Following Coney Island 40 Years (2011) and Harlem Street Portraits (2013), BRIEFLY SEEN is the last in Harvey Stein’s trilogy of books capturing, in stills, New Yorkers’ renown energy in their natural setting, the city. In this final work Stein’s attention focuses on midtown and downtown Manhattan.
Walking down a busy street in the heart of New York City surrounded by a sea of people in constant motion is a unique, sometimes daunting experience, for both a native New Yorker and a visitor. The walker must merge into a stream of humanity and become one with the crowd whose members forge ahead, engrossed in the daily rituals of getting to work, rushing to a meeting, grabbing lunch, catching a passing parade, or returning home to start the routine over again the next day.
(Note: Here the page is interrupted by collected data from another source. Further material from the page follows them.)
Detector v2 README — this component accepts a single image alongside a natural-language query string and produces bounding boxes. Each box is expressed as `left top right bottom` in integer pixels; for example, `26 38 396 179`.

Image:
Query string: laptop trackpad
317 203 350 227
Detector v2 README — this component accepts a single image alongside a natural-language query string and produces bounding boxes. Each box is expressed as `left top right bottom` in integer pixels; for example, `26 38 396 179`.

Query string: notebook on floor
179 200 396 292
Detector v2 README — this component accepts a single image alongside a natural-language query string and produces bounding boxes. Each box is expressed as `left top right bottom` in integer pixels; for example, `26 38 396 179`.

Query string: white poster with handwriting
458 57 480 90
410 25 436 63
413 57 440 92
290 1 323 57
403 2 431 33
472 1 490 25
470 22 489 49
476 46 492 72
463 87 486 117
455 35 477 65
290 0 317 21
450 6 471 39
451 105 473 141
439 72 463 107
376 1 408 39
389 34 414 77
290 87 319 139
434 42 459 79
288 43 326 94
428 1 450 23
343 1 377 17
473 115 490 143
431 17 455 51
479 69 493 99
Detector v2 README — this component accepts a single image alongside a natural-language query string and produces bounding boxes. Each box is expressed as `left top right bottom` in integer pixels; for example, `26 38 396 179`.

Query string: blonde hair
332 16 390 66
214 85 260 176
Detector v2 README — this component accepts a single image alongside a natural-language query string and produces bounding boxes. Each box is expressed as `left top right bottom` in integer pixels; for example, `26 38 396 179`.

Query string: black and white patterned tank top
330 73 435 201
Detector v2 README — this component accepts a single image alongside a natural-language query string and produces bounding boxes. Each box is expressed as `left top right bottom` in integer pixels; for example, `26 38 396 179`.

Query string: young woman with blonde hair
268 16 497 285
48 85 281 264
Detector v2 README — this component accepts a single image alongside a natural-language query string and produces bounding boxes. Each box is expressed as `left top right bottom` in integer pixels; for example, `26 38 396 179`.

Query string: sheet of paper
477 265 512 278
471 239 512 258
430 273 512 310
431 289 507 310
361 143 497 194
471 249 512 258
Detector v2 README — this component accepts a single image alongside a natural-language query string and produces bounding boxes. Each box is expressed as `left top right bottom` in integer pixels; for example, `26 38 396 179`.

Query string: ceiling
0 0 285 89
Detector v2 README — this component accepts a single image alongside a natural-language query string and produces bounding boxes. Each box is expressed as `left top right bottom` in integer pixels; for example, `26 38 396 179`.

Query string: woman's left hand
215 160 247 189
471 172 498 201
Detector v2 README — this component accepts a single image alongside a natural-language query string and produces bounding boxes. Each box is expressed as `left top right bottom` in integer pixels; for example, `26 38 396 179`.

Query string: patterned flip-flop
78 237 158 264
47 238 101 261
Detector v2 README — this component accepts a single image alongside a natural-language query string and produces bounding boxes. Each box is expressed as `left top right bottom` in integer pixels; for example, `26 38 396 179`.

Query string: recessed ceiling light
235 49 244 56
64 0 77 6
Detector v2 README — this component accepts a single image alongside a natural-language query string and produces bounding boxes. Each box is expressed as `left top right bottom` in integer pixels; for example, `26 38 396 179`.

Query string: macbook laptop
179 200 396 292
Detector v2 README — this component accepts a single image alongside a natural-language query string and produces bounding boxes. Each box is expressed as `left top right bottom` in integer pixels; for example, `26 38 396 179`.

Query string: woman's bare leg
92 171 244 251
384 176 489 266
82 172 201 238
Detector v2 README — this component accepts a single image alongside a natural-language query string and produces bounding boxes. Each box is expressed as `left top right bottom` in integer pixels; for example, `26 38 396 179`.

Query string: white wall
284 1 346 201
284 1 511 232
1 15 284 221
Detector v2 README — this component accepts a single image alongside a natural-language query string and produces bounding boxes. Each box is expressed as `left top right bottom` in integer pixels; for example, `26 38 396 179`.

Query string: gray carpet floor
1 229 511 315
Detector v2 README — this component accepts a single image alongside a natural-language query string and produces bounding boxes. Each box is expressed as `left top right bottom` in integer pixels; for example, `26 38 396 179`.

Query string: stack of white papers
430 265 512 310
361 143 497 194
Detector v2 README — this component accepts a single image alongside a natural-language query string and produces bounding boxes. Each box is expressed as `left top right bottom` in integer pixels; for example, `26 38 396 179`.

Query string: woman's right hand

The great paradox of New York City, one of the most unequal cities on this planet, is that its streets are known to be an equalizer where for a moment people of all walks of life, ages, and ethnicities walk together as a unifying force before branching off to different destinations, dreams, hopes and objectives.
Stein, photographs the packed and pulsating streets of midtown and downtown Manhattan during peak hours of activity, day and night, including rush hour, to capture up close the theater of the everyday as it plays out on the streets. Stein walks with the crowd, melting into it with his camera, capturing the choreography of the singular density in black and white exclusively.
« As individuals in New York City, when we become part of the crowd, we lose our individuality if only for a few minutes and become part of the fabric and mosaic of the city. We are the city, we belong and are beholden to the city, our identity is expressed through and of the city. We can say that we are New York. » — Harvey Stein
To heighten the feeling of the movement, anxiety, and vigor of the streets, Stein employs a myriad of photographic techniques that bring to the work a complexity and gravitas that makes BRIEFLY SEEN an instant classic. He uses grain, blur, low-angle flash, skewed perspectives, tight cropping, and wide-angle views, to sweep the viewer into the experience and feel of walking the streets of New York. The book captures the spirit of the city where anything can happen and opportunity abounds.
Stein describes his work as « my response to the rough, raw, charged and even magical energy of New York City street life. I am attracted to the nuances of behavior and body language in public places, characteristic of the ‘walker in the city.’ »
Stein’s photographs and portfolios have been published in such periodicals as The New Yorker, Time, Life, Esquire, American Heritage, Forbes, Smithsonian, and all the major photography magazines. His photographs have been widely exhibited in the United States and Europe.